But, after all, that sound was puzzling. She wanted to know what it meant. For some time she contemplated slipping on her dressing-gown to creep out on deck and peer over the side. But the wind was chill and still rising. The flag-rope was whipping the mast with ever-increasing fury.
“Cold out there,” she thought with a shiver. “Glad the O Moo is in dry dock and not on the water!”
A sudden thought brought a new fear. Of a whole line of schooners and yachts on that track in the dry dock, the O Moo was the one closest to the water. What if she should slip back into the water and be driven out into the lake! Lucile shivered again. Then she smiled. How absurd. Did not a heavy cable hold her in place? Were not the wheels of the car, on which she rested, blocked? How then could she glide back into the lake?
Fortunately, it did not occur to her that this very tap-tap-tapping might be the knocking of a hammer which was driving those blocks from their positions before the wheels of the car.
Since this thought did not come to her and, since the tapping did not come again, she at last snuggled down among the blankets and fell asleep.
Hardly had she wakened in the morning before she recalled this strange incident of the night. Hurriedly slipping into a middy suit and slippers, she raced up the short gangway and across deck, tossing the rope ladder over the side. The next moment she might have been seen walking slowly about the hull of the yacht.

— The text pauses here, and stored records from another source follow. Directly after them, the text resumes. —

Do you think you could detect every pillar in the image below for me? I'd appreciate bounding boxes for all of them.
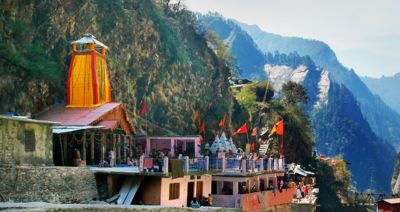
[268,158,272,172]
[241,160,247,174]
[112,134,117,166]
[184,156,189,173]
[171,139,175,156]
[222,155,226,173]
[122,135,128,163]
[82,130,86,161]
[146,138,151,157]
[63,134,68,165]
[100,132,106,160]
[117,135,122,164]
[129,137,134,157]
[162,156,168,174]
[90,131,95,164]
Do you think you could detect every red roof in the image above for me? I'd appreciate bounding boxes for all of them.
[96,120,118,130]
[37,102,121,127]
[379,198,400,204]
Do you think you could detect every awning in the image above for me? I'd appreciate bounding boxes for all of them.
[96,120,118,130]
[288,163,315,177]
[52,126,104,134]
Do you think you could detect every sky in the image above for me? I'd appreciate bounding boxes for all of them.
[184,0,400,77]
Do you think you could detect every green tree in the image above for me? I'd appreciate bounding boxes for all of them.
[282,81,309,105]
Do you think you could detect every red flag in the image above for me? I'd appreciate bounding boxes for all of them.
[140,102,147,115]
[276,119,284,135]
[219,113,226,129]
[251,128,257,136]
[199,120,206,134]
[232,123,248,136]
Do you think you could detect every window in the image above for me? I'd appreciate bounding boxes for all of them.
[221,181,233,195]
[25,129,36,152]
[260,179,265,191]
[211,181,217,194]
[169,183,179,200]
[238,182,248,194]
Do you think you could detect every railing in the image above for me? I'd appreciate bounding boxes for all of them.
[209,158,223,170]
[139,156,285,174]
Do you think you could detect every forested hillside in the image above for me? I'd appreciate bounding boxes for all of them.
[202,14,395,192]
[0,0,236,135]
[237,22,400,148]
[361,73,400,113]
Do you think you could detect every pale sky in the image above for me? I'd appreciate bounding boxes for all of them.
[184,0,400,77]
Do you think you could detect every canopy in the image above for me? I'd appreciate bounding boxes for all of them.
[71,34,108,49]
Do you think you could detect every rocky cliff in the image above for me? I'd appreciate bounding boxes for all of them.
[0,0,233,135]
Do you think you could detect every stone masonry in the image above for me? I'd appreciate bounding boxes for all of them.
[0,166,98,203]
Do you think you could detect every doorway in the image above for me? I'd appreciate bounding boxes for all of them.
[186,182,194,207]
[196,181,203,200]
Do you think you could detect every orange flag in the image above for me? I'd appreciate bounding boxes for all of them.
[251,127,257,136]
[276,119,284,135]
[232,123,248,136]
[269,119,283,137]
[199,120,206,134]
[219,113,226,129]
[140,102,147,115]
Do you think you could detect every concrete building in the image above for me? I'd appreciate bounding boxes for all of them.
[0,116,58,166]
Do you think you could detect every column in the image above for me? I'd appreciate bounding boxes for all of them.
[222,155,226,173]
[162,156,168,174]
[268,158,272,172]
[184,156,189,173]
[100,132,106,160]
[90,131,95,164]
[82,130,86,162]
[116,134,121,164]
[146,138,151,157]
[63,134,68,165]
[241,160,247,174]
[171,138,175,156]
[205,156,210,171]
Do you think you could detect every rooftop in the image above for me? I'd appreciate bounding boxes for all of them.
[37,102,122,127]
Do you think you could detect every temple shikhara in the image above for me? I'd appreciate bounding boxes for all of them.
[0,34,316,211]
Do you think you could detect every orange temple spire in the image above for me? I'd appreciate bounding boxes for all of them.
[67,34,111,107]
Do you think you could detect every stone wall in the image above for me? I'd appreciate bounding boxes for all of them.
[0,116,55,166]
[0,166,98,203]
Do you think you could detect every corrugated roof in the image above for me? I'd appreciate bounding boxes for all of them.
[381,198,400,204]
[37,102,121,126]
[71,34,108,49]
[0,115,60,125]
[96,120,118,130]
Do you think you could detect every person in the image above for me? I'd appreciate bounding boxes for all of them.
[190,197,200,208]
[126,157,133,166]
[279,179,283,192]
[208,194,212,206]
[296,185,302,199]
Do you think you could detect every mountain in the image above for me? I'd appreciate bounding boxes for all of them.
[197,13,267,81]
[236,22,400,148]
[361,73,400,113]
[265,61,396,191]
[200,14,396,191]
[0,0,239,136]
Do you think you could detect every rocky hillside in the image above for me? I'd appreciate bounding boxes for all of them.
[237,22,400,148]
[0,0,238,135]
[197,13,267,81]
[202,15,395,191]
[361,73,400,114]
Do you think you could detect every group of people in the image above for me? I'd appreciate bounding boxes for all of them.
[190,194,212,208]
[296,182,318,199]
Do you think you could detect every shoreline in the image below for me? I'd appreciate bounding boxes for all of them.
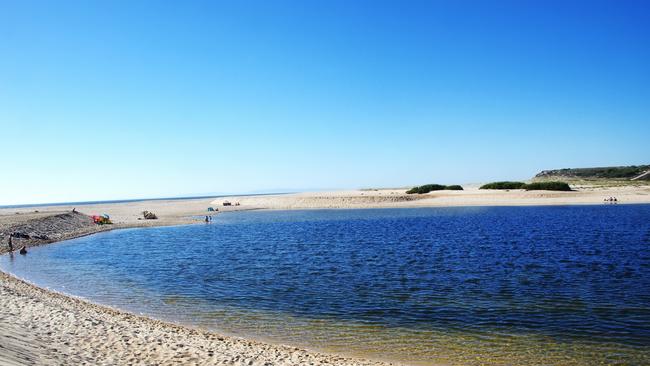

She was searching for traces of the strange tapping.
Having passed along the south side, she climbed through the trestle and made her way along the north side. She was about to conclude that the night’s experience had been purely an imaginary one when a white spot near the prow attracted her attention.
She caught her breath as her hand reached for it. It was a square bit of paper held in place by four tacks which had apparently been driven into the hull with great deliberation.
“That explains the tapping,” she whispered to herself. “Sure had their courage right along with them. Thought we’d be afraid to interfere, being just girls, I suppose. Wonder what it is.”
She reached up and pulled the paper free from the tacks. As soon as she had it in her hand she realized that written on it was a message. She read it—read it twice—then stood there staring.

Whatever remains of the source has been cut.